Thursday, May 17, 2018

Inequality!!

By Thomas Woods

I just finished reading an article on "the new American aristocracy" in The Atlantic. The subtitle included this predictable reproof: "You're probably part of the problem."

It's the usual breast-beating about inequality, and -- of course -- the out-of-hand rejection of the possibility that some folks may make better decisions than others.

No, no, citizen. Why, to think that way would be to "blame the victim"!

(I've discussed the numbers and the details of inequality numerous times on the Tom Woods Show, incidentally.)

We are instead to believe that tens of millions of Americans are the passive victims of an impersonal "system" that keeps them down. All the responsibility and good behavior in the world can't deliver them from this wily trap, we are solemnly assured.

Naturally there are plenty of cases of people who through no fault of their own are in precarious situations, and in my personal life I've been all too happy to help those people.

But we are truly delusional if we do not recognize that some people hold juvenile, even destructive ideas about money, wealth, and work, and that this is why they do not make progress.

Time after time I've tried to help people we've come across who have struggled financially. And in all but one case, the money did no good. A lack of money was only superficially their problem.

The Atlantic complains about schools and their alleged lack of resources. But the schools do not lack resources -- $12K per student per year ought to be plenty to convey basic knowledge to students, yet surveys of American adults reveal them to be woefully ignorant of even the basics of science, history, or politics.

Meanwhile, the student population has increased by about eight percent since 1970, but nonteaching staff has increased by a mind-boggling 130 percent.

That's not the one percent's fault.

As for this being a uniquely difficult time to be alive, I've consistently dissented.

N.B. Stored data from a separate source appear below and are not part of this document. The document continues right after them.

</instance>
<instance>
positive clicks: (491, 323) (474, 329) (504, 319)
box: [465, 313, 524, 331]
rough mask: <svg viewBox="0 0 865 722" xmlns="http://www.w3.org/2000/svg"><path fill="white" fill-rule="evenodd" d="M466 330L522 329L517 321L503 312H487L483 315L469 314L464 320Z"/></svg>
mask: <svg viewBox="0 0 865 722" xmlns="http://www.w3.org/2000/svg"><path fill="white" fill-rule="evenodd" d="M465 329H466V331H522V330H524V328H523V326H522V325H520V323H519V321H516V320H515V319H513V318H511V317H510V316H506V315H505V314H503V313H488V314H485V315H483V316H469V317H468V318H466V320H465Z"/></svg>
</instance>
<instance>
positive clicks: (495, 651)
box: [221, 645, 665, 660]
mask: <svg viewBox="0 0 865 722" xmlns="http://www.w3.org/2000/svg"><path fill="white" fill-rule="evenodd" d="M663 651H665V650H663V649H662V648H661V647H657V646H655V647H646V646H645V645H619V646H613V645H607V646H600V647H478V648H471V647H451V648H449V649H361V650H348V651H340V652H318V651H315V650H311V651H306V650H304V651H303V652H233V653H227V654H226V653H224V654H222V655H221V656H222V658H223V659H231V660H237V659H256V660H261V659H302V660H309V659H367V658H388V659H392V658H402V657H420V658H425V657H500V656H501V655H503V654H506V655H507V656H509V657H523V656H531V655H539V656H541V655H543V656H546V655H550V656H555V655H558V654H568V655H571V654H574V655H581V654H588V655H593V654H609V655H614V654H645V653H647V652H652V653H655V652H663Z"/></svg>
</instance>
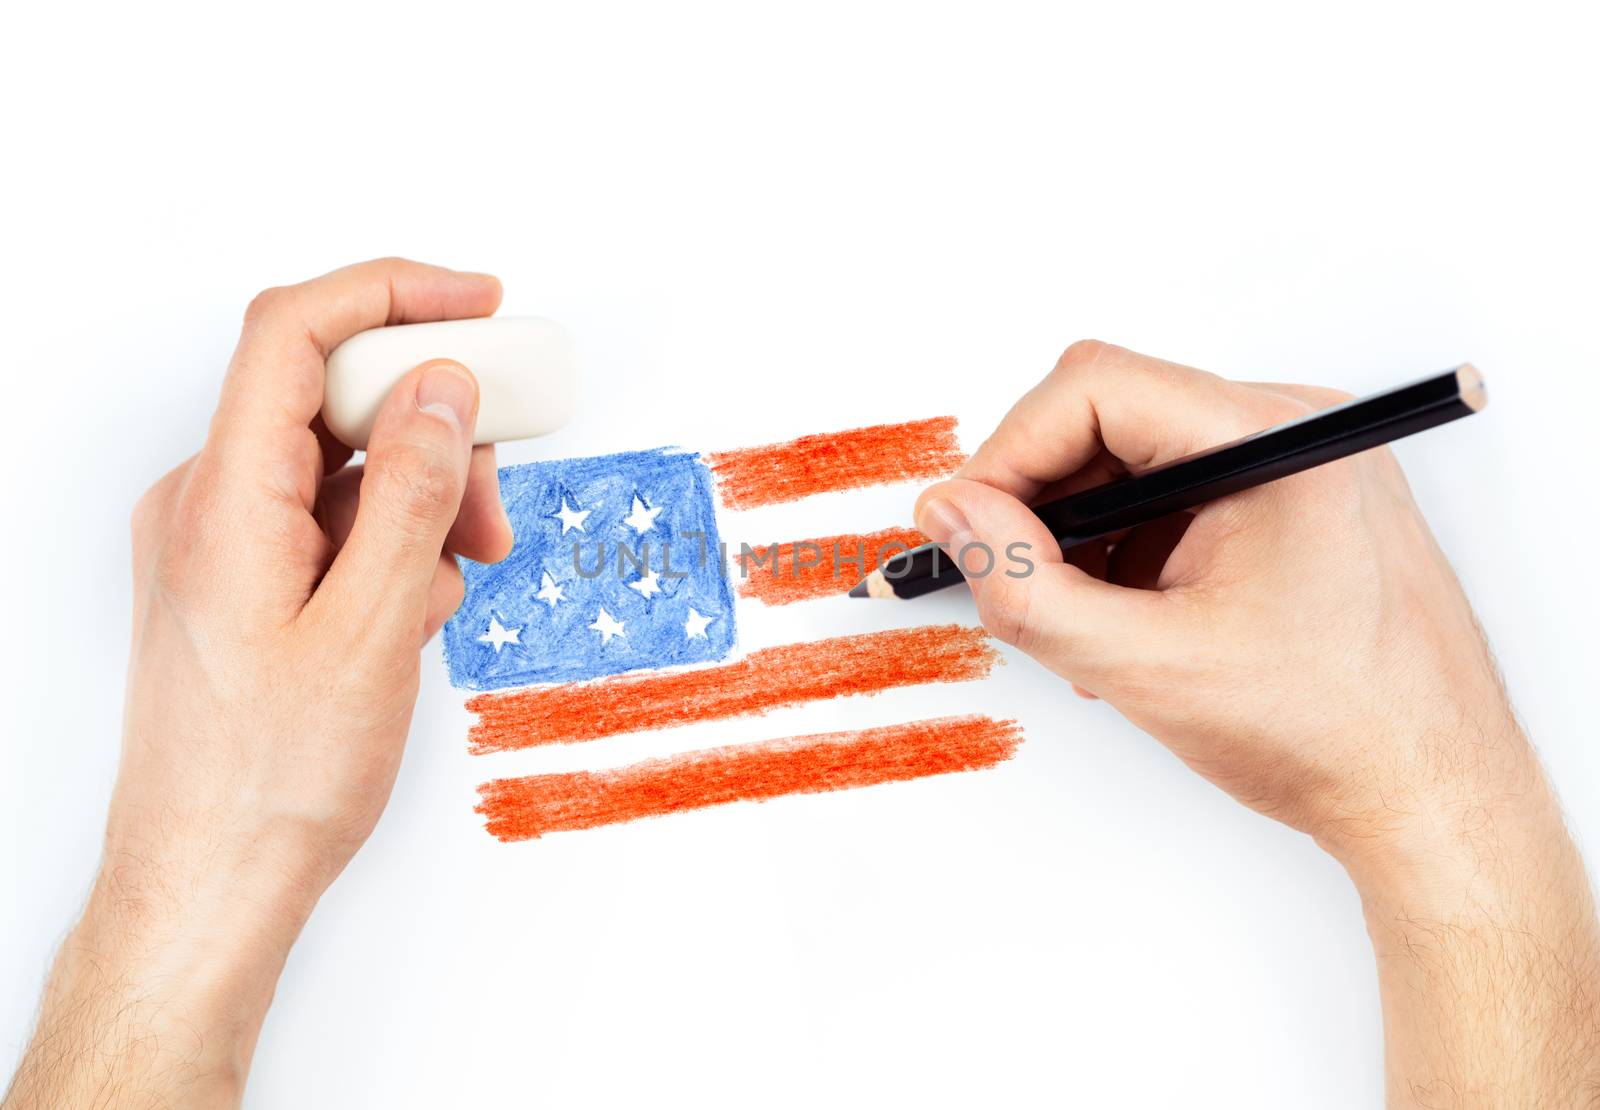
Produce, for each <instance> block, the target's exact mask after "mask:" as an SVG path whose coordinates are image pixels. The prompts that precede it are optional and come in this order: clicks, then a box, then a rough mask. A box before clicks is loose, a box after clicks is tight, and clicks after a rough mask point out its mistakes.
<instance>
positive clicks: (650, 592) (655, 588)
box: [627, 566, 661, 598]
mask: <svg viewBox="0 0 1600 1110" xmlns="http://www.w3.org/2000/svg"><path fill="white" fill-rule="evenodd" d="M658 579H659V576H658V574H656V573H654V571H653V569H650V568H648V566H646V568H645V573H643V574H642V576H640V579H638V581H637V582H629V584H627V589H630V590H638V593H640V597H646V598H648V597H654V595H656V593H661V585H658Z"/></svg>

On my podcast I advertise a service I deeply believe in: Skillshare, which offers access to over 20,000 classes, each of which will make you a more in-demand professional, or will teach you a skill you can use to make a living. (The deal they're running now is two months' access for 99 cents.)

They don't pay me anything for mentioning them in this email, of course. But they're such a great example that I can't restrain myself.

Likewise, Udemy lets you take top-notch courses on anything under the sun. Here again you can learn a marketable skill in your spare time, from the comfort of your home.

This -- and a million other novelties like it -- is a veritable miracle. Nobody had opportunities like this before today. We cannot let the inequality hysteria distract us from these extraordinary advances.

Oddly enough, the article admits the following:

"In total population, average life expectancy, material wealth, artistic expression, rates of violence, and almost every other measure that matters for the quality of human life, the modern world is a dramatically different place than anything that came before."

So the moment you've decided to complain is the moment in history where world economies can support more people than ever before, and where the indicators of human well-being are at all-time highs?

But then we get this:


"Historians offer many complicated explanations for this happy turn in human events—the steam engine, microbes, the weather—but a simple answer precedes them all: equality."

Wait, so you're not even going to mention the historians who think economic freedom might have had a teensy bit to do with this explosion of wealth? Not so much as a word about that?

Or there's Deirdre McCloskey, who argues that it was an ideological change, a change in the way in which we view commerce and the people who engage in it, that made this extraordinary world possible.

Nope. "Microbes" and "the weather" are what we're told about.

But the idea that equality yielded us all this is most preposterous of all.

Equality in the sense that no artificial barrier prevents someone from rising above his original station is certainly important, but this is never the kind of equality the folks at The Atlantic have in mind.

In fact, the explosion in wealth that is conceded in the article occurred in the face of tremendous inequality.

Ludwig von Mises noted that in the old days, the rich man traveled in a coach-and-four, while the poor man traveled on foot. Today, the rich man travels in a fancy car while the poor man travels in a beat-up car.

That represents a dramatic decrease in inequality.


Average people now enjoy amenities that the richest monarchs of Europe could scarcely have imagined.

The world's greatest orchestras can be piped into our homes at the push of a button. The great works of literature are a mouse click away. We can take courses from the world's greatest universities without paying a dime.

Let that sink in. It's like science fiction.

And our complaint is that some people are really rich?

All of us are rich.

All of us -- even our poorest -- enjoy living standards and opportunities for enrichment that should make us full of joy and gratitude to be alive.

How dare we be ungrateful or envious.


The things I do on my laptop to support my family would have been inconceivable even 20 years ago.